"To—no!" And a tremulous smile played about her lips. "Poor Arthur! He must be dead. He ran away after the bank failure and I have never heard from him since. He and Henry were very unlike, and I always felt more closely attached to Arthur. He was not brilliant, like Henry; he was gentle and quiet in his ways, and father was often impatient with him. Henry has been very bitter toward Arthur and has appealed to me on the score of Arthur's ill-doing. It took all his own fortune, he says, to save Arthur and the family name from dishonor."

She was remarkably composed throughout this recital, and I marveled at her more and more. Now, after a moment's silence, she turned to me with a smile.

"We have been annoyed in another way. It is so ridiculous that I hesitate to tell you of it—"

"Pray do not—you need tell me nothing more, Miss Holbrook."

"It is best for you to know. My niece has been annoyed the past year by the attentions of a young man whom she greatly dislikes and whose persistence distresses her very much indeed."

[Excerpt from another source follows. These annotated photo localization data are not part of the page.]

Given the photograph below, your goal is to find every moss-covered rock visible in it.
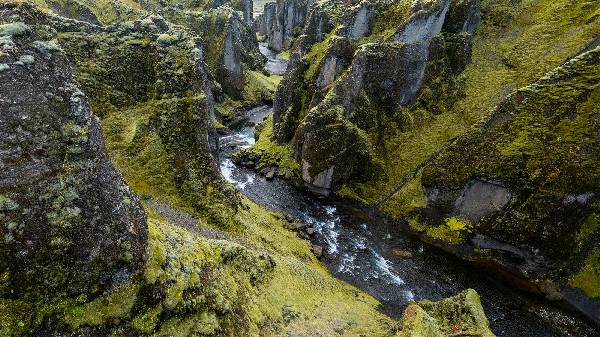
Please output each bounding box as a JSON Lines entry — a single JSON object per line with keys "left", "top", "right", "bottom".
{"left": 263, "top": 0, "right": 479, "bottom": 194}
{"left": 0, "top": 0, "right": 147, "bottom": 314}
{"left": 40, "top": 11, "right": 240, "bottom": 225}
{"left": 32, "top": 0, "right": 266, "bottom": 103}
{"left": 397, "top": 289, "right": 495, "bottom": 337}
{"left": 254, "top": 0, "right": 311, "bottom": 51}
{"left": 294, "top": 105, "right": 378, "bottom": 194}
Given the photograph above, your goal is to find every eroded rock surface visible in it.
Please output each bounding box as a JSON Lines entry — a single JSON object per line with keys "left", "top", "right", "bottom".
{"left": 267, "top": 0, "right": 480, "bottom": 193}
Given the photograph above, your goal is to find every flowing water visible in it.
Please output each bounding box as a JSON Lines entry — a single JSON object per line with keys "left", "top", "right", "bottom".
{"left": 217, "top": 44, "right": 598, "bottom": 337}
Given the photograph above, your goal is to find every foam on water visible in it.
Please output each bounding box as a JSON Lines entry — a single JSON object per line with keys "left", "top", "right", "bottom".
{"left": 220, "top": 159, "right": 254, "bottom": 190}
{"left": 373, "top": 250, "right": 405, "bottom": 286}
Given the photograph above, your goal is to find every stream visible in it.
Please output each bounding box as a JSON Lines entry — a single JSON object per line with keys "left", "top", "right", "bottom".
{"left": 218, "top": 43, "right": 597, "bottom": 336}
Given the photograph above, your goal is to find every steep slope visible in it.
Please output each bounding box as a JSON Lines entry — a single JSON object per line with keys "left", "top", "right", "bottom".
{"left": 50, "top": 12, "right": 239, "bottom": 225}
{"left": 0, "top": 2, "right": 501, "bottom": 336}
{"left": 30, "top": 0, "right": 269, "bottom": 106}
{"left": 0, "top": 2, "right": 149, "bottom": 331}
{"left": 413, "top": 46, "right": 600, "bottom": 324}
{"left": 246, "top": 0, "right": 600, "bottom": 201}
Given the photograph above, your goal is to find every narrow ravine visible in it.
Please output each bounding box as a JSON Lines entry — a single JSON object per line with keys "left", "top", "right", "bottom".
{"left": 218, "top": 44, "right": 597, "bottom": 337}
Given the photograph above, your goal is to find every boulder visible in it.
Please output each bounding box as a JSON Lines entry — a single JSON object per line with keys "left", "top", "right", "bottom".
{"left": 294, "top": 106, "right": 376, "bottom": 193}
{"left": 397, "top": 289, "right": 495, "bottom": 337}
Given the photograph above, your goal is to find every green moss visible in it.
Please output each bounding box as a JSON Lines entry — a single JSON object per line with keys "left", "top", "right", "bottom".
{"left": 409, "top": 217, "right": 473, "bottom": 246}
{"left": 144, "top": 222, "right": 167, "bottom": 284}
{"left": 575, "top": 207, "right": 600, "bottom": 252}
{"left": 276, "top": 50, "right": 290, "bottom": 61}
{"left": 156, "top": 311, "right": 220, "bottom": 336}
{"left": 421, "top": 46, "right": 600, "bottom": 257}
{"left": 370, "top": 0, "right": 412, "bottom": 39}
{"left": 237, "top": 114, "right": 300, "bottom": 173}
{"left": 304, "top": 31, "right": 338, "bottom": 82}
{"left": 241, "top": 69, "right": 280, "bottom": 106}
{"left": 131, "top": 305, "right": 162, "bottom": 334}
{"left": 156, "top": 33, "right": 178, "bottom": 45}
{"left": 337, "top": 0, "right": 600, "bottom": 217}
{"left": 426, "top": 221, "right": 470, "bottom": 245}
{"left": 569, "top": 250, "right": 600, "bottom": 298}
{"left": 0, "top": 195, "right": 18, "bottom": 211}
{"left": 412, "top": 289, "right": 494, "bottom": 337}
{"left": 63, "top": 283, "right": 140, "bottom": 329}
{"left": 0, "top": 299, "right": 32, "bottom": 337}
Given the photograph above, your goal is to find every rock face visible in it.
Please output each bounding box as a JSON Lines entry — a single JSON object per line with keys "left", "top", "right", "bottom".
{"left": 255, "top": 0, "right": 311, "bottom": 51}
{"left": 0, "top": 5, "right": 147, "bottom": 300}
{"left": 182, "top": 6, "right": 265, "bottom": 97}
{"left": 397, "top": 289, "right": 495, "bottom": 337}
{"left": 295, "top": 106, "right": 376, "bottom": 194}
{"left": 418, "top": 46, "right": 600, "bottom": 323}
{"left": 53, "top": 10, "right": 239, "bottom": 223}
{"left": 268, "top": 0, "right": 480, "bottom": 193}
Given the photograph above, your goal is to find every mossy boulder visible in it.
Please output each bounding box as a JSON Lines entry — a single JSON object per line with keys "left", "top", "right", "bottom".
{"left": 397, "top": 289, "right": 495, "bottom": 337}
{"left": 0, "top": 3, "right": 147, "bottom": 303}
{"left": 294, "top": 106, "right": 377, "bottom": 194}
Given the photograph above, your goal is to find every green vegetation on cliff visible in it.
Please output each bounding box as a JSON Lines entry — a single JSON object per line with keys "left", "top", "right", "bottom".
{"left": 363, "top": 0, "right": 600, "bottom": 217}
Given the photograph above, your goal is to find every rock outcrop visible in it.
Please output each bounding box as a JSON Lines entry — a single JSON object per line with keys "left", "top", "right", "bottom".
{"left": 255, "top": 0, "right": 311, "bottom": 51}
{"left": 266, "top": 0, "right": 480, "bottom": 194}
{"left": 397, "top": 289, "right": 495, "bottom": 337}
{"left": 34, "top": 0, "right": 265, "bottom": 102}
{"left": 416, "top": 46, "right": 600, "bottom": 324}
{"left": 52, "top": 10, "right": 239, "bottom": 223}
{"left": 0, "top": 3, "right": 147, "bottom": 301}
{"left": 182, "top": 6, "right": 265, "bottom": 98}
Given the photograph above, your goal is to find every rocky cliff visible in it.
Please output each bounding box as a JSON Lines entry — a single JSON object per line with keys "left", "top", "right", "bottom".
{"left": 50, "top": 12, "right": 239, "bottom": 225}
{"left": 1, "top": 0, "right": 147, "bottom": 320}
{"left": 32, "top": 0, "right": 266, "bottom": 104}
{"left": 245, "top": 0, "right": 600, "bottom": 326}
{"left": 259, "top": 0, "right": 479, "bottom": 194}
{"left": 0, "top": 3, "right": 394, "bottom": 336}
{"left": 255, "top": 0, "right": 311, "bottom": 51}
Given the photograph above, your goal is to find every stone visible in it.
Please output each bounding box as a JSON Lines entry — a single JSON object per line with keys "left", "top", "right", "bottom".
{"left": 312, "top": 244, "right": 324, "bottom": 258}
{"left": 392, "top": 250, "right": 413, "bottom": 259}
{"left": 266, "top": 168, "right": 276, "bottom": 180}
{"left": 452, "top": 179, "right": 512, "bottom": 224}
{"left": 397, "top": 289, "right": 495, "bottom": 337}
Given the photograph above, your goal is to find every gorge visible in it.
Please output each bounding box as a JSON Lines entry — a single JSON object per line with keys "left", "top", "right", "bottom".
{"left": 0, "top": 0, "right": 599, "bottom": 336}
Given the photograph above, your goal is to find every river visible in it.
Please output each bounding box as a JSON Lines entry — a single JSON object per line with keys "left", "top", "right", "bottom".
{"left": 217, "top": 43, "right": 598, "bottom": 337}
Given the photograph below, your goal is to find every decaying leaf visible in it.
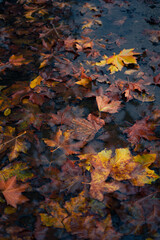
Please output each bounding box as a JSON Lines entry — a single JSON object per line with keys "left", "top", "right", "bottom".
{"left": 124, "top": 117, "right": 157, "bottom": 145}
{"left": 0, "top": 176, "right": 29, "bottom": 208}
{"left": 79, "top": 148, "right": 159, "bottom": 201}
{"left": 71, "top": 114, "right": 105, "bottom": 141}
{"left": 96, "top": 95, "right": 121, "bottom": 113}
{"left": 0, "top": 162, "right": 33, "bottom": 182}
{"left": 40, "top": 201, "right": 68, "bottom": 228}
{"left": 43, "top": 129, "right": 86, "bottom": 155}
{"left": 8, "top": 139, "right": 28, "bottom": 161}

"Well, he can hardly find her here; and if he should—"

Miss Holbrook folded her arms upon her knees and smiled, bending toward me. The loveliness of her hair, which she wore parted and brushed back at the temples, struck me for the first time. The brown—I was sure it had been brown!—had yielded to white—there was no gray about it; it was the soft white of summer clouds.

"Oh!" she exclaimed; "he isn't a violent person, Mr. Donovan. He's silly, absurd, idiotic! You need fear no violence from him."

"And of course your niece is not interested—he's not a fellow to appeal to her imagination."

"That is quite true; and then in our present unhappy circumstances, with her father hanging over her like a menace, marriage is far from her thoughts. She feels that even if she were attached to a man and wished to marry, she could not. I wish she did not feel so; I should be glad to see her married and settled in her own home. These difficulties can not last always; but while they continue we are practically exiles. Helen has taken it all splendidly, and her loyalty to me is beyond anything I could ask. It's a very dreadful thing, as you can understand, for brother and sister and father and child to be arrayed against one another."